В декабре 1909 года было издано постановление Сената, признающее рапорт министра Шварца не дающим оснований для увольнения директора Румянцевского музея И. Цветаева.
Чуя, что дело для него повернулось плохо, министр Шварц – говорили – спешно выехал за границу. Честь папы, казалось, была восстановлена.
Как мы радовались в те дни!..
Однако старик Нечаев-Мальцев, знавший жизнь высших кругов, телеграфировал папе (когда все его поздравляли): «Победа не победа, а добрый урок быть осторожнее».

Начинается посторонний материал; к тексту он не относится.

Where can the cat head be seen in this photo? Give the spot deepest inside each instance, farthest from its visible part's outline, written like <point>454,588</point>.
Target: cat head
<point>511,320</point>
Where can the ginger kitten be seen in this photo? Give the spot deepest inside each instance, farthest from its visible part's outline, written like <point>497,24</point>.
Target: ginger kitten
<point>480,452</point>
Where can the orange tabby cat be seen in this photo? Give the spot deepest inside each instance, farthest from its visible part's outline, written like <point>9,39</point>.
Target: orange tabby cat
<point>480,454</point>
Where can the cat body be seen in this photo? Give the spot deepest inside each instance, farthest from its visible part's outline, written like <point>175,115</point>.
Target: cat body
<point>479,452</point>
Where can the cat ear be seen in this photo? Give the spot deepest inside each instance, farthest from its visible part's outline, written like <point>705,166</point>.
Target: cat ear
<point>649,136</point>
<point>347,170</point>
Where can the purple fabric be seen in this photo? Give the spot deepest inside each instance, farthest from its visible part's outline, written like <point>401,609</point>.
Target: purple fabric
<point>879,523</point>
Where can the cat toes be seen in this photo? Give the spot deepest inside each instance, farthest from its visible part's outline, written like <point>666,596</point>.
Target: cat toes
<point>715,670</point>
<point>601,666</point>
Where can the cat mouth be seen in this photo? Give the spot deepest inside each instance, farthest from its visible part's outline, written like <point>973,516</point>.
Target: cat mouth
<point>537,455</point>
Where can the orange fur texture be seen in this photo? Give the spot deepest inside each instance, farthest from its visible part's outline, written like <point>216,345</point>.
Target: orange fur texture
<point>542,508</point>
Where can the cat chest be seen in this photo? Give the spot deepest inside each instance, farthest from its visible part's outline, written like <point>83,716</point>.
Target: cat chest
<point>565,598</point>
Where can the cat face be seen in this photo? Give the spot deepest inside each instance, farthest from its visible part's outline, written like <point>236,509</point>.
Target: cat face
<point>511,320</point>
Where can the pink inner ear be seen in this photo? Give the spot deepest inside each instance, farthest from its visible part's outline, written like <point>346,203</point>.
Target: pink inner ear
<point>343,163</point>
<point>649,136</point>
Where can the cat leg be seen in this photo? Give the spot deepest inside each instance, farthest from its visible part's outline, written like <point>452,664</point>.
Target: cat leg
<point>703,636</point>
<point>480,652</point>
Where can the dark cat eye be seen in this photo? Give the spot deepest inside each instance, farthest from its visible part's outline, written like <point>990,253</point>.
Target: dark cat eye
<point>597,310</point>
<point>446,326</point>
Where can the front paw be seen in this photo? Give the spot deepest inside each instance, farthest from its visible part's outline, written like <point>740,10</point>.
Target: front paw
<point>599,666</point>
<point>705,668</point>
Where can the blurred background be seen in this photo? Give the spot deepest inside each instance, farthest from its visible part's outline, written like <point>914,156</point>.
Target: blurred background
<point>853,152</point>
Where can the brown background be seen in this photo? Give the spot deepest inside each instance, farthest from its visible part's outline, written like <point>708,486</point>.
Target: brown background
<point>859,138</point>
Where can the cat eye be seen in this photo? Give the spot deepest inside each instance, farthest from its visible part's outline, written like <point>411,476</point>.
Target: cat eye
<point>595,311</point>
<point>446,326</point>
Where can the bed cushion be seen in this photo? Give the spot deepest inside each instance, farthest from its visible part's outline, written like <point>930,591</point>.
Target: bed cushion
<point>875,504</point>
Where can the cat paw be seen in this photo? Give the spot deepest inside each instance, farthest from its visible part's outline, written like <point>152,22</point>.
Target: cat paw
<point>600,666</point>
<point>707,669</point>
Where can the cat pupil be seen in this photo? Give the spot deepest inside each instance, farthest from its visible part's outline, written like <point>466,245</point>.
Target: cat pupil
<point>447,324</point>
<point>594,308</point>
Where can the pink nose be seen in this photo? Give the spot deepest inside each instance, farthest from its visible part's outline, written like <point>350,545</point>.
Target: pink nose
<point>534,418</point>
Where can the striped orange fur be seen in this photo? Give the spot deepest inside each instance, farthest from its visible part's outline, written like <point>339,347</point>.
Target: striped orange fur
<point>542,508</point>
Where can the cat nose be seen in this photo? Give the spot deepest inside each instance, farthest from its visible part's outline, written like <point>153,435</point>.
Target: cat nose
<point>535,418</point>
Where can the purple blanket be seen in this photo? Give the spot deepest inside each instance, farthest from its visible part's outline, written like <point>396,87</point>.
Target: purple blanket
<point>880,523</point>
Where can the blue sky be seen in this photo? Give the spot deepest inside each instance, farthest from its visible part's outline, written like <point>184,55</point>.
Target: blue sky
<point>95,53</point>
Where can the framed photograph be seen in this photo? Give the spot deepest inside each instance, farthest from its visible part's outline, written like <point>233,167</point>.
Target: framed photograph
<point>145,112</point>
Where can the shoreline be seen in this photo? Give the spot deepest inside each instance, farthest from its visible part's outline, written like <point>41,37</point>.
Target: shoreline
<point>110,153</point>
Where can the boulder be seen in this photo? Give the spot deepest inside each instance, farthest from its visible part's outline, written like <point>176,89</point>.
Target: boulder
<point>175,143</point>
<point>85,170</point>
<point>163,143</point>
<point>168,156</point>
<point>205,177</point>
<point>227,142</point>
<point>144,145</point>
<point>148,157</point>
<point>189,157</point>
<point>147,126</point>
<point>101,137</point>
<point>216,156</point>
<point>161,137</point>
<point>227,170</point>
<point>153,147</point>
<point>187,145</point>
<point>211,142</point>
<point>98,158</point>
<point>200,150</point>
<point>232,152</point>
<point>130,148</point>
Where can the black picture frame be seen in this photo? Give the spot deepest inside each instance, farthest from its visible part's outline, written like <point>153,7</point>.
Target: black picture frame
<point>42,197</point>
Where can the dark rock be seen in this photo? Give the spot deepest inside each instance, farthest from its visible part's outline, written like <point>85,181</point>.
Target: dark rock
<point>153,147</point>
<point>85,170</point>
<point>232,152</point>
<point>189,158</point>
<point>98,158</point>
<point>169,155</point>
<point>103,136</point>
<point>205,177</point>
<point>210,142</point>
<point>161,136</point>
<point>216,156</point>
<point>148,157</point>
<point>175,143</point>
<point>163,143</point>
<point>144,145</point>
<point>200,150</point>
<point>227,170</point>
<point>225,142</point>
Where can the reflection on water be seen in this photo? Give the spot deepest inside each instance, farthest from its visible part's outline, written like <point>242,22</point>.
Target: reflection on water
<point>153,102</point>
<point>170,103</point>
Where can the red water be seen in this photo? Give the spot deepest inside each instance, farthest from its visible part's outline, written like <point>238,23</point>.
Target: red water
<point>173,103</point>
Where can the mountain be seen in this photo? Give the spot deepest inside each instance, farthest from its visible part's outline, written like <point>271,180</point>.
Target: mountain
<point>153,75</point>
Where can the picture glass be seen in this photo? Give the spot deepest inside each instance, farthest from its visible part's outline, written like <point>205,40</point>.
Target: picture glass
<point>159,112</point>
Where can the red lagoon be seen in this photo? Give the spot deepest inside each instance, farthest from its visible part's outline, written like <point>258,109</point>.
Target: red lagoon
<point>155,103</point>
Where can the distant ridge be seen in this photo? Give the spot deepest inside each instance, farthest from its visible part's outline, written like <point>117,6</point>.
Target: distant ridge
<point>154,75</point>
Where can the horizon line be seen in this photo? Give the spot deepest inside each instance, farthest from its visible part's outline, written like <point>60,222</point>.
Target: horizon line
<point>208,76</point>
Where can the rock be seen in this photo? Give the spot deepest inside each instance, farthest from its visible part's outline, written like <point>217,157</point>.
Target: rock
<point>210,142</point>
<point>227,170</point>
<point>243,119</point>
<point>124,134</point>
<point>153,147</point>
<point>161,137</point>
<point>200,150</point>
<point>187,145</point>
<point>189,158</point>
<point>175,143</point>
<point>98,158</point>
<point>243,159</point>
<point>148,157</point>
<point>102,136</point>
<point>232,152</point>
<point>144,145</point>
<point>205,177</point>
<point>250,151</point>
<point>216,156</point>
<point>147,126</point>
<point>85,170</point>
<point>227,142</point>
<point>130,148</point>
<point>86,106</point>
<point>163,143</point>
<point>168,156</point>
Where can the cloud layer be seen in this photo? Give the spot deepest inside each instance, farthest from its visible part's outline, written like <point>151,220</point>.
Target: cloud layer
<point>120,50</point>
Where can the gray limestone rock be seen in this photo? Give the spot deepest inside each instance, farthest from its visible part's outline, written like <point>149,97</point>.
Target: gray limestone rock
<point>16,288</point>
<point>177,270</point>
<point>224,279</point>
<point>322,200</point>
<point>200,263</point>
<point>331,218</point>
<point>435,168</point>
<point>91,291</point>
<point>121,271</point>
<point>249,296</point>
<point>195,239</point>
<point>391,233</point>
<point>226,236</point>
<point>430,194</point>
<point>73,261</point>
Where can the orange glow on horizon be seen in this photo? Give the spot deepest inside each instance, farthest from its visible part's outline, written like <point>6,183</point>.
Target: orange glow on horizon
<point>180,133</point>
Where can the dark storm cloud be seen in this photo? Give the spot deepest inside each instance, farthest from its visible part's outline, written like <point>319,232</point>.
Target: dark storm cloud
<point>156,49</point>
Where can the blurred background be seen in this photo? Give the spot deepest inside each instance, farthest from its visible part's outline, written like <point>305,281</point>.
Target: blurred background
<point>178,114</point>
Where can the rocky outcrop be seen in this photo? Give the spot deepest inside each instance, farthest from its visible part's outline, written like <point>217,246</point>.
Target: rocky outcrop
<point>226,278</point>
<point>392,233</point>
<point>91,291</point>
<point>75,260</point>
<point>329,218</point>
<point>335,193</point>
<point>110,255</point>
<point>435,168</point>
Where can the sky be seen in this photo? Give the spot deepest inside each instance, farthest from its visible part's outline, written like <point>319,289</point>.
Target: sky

Из письма папы к архитектору Нового Музея Р.И. Клейну:
«19 декабря 1909 г.
Дорогой Роман Иванович.
С ночи вчерашнего дня пришли ко мне из Петербурга депеши о заключении по моему делу Сената и поздравления моей “нравственной победе”. Сенатское собрание единогласно, признав неосновательность обвинений министра Шварца, постановило: “все дело ему возвратить”, этому я очень рад, даже и при том бесчувствии, которое охватило меня после столь злостной и столь продолжительной травли меня, и административной, и газетно-репортерской…
Я, как-то совершенно нежданно, сделался предметом злобы, клеветы и всяческого преследования со стороны лиц невысокой нравственной пробы, начиная от голодного газетного репортера и до министра Шварца, дружелюбно протянувшего первому свою властную десницу… Вы не сомневались в отсутствии моих вин, кроме недостатка мужества, чтобы вышвырнуть на улицу нравственных пошляков из казенной квартиры Румянцевского музея.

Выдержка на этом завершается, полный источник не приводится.